Human Rights Watch urged Ramaphosa to use his new leadership to promote human rights and justice for violations across the continent.
“Ramaphosa’s leadership of the A.U. will be more meaningful if he uses the opportunity to focus the African foreign policy agenda on promoting human rights. Many of the continent’s conflicts have been triggered by widespread atrocities, coupled with impunity for the violators,” Carine Kaneza Nantulya, HRW’s Africa advocacy director, said in a statement.
“‘Silencing the guns,’ also known as Vision 2020, is an important statement on the A.U.’s commitment to ending conflicts on the African continent,” said Kaneza Nantulya. “However, without paying due attention to the abuses and injustices that drive conflicts and violence, the A.U.’s vision may remain an un-actualized dream for years to come.”
— African Union (@_AfricanUnion) February 10, 2020
[PICTURES]: His Excellency President @CyrilRamaphosa chairs the 33rd Ordinary Session of the Assembly of Heads of State & Government in Addis Ababa, Ethiopia. South Africa was elected incoming Chair of the @_AfricanUnion in February 2019. #TheAfricaWeWant #BetterAfricaBetterWorld pic.twitter.com/2FFYH4MQpZ
— Presidency | South Africa 🇿🇦 (@PresidencyZA) February 9, 2020
Peace through inclusivity
In 2018, Africa’s civil wars increased to 21, up from 18 a year earlier, according to a June 2019 report from Peace Research Institute Oslo, or PRIO, which said that tied 2018 with 2016 and 2015 for the highest number of such conflicts on the continent since 1946.
“Further, there has been an increase in countries with conflict on their territory,” PRIO reported. “While non-state conflict in Africa has been on the rise over the past five years, this trend stabilized in 2018; for the first time in ten years, the number of non-state conflicts did not increase.”
Egyptian President Abdel Fattah Al-Sisi, the outgoing A.U. chair, emphasized that Africa’s main challenges are its bloody, prolonged conflicts and rising risks of terrorism and extremism.

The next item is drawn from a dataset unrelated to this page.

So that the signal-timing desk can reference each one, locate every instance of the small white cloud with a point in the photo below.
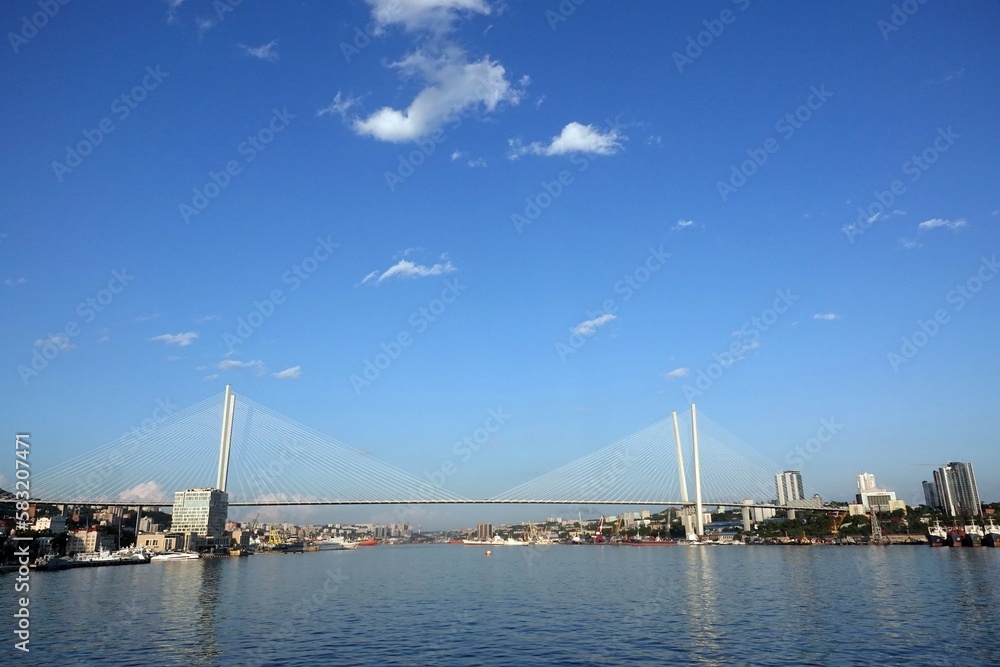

The Arab League’s secretary general, Ahmed Aboul Gheit, called Libya’s escalating violence a serious crisis involving clear-cut foreign military intervention, requiring the assistance of international organizations to help bring about a permanent ceasefire agreement with monitoring.
Algerian diplomat Smaїl Chergui, the African Union Commission’s top official for peace and security, said it was “time to bring this situation to an end” in Libya through A.U. and U.N. joint efforts.
“The two organizations should work hand in hand for that goal,” he said. The A.U. headquarters is located in a diplomatic compound shared by U.N. Economic Commission for Africa, one of five U.N. regional economic commissions, and the regional headquarters for other U.N.-affiliated organizations.
At the summit, U.N. Secretary-General António Guterres said the U.N.-A.U. strategic partnership was “of paramount importance” and African leadership is essential to solve the continent’s conflicts. He said the three challenges most important to address are fighting poverty through the U.N.’s 17 Sustainable Development Goals, tackling the climate crisis and resolving regional conflicts.
“Ultimately, Silencing the Guns is not just about peace and security but also inclusive sustainable development and human rights,” Guterres said in his prepared remarks. “Peace, social cohesion and sustainable development require women’s contribution and leadership. It is our joint responsibility to ensure that women are not excluded from critical decision-making in peace processes and post-conflict governance.”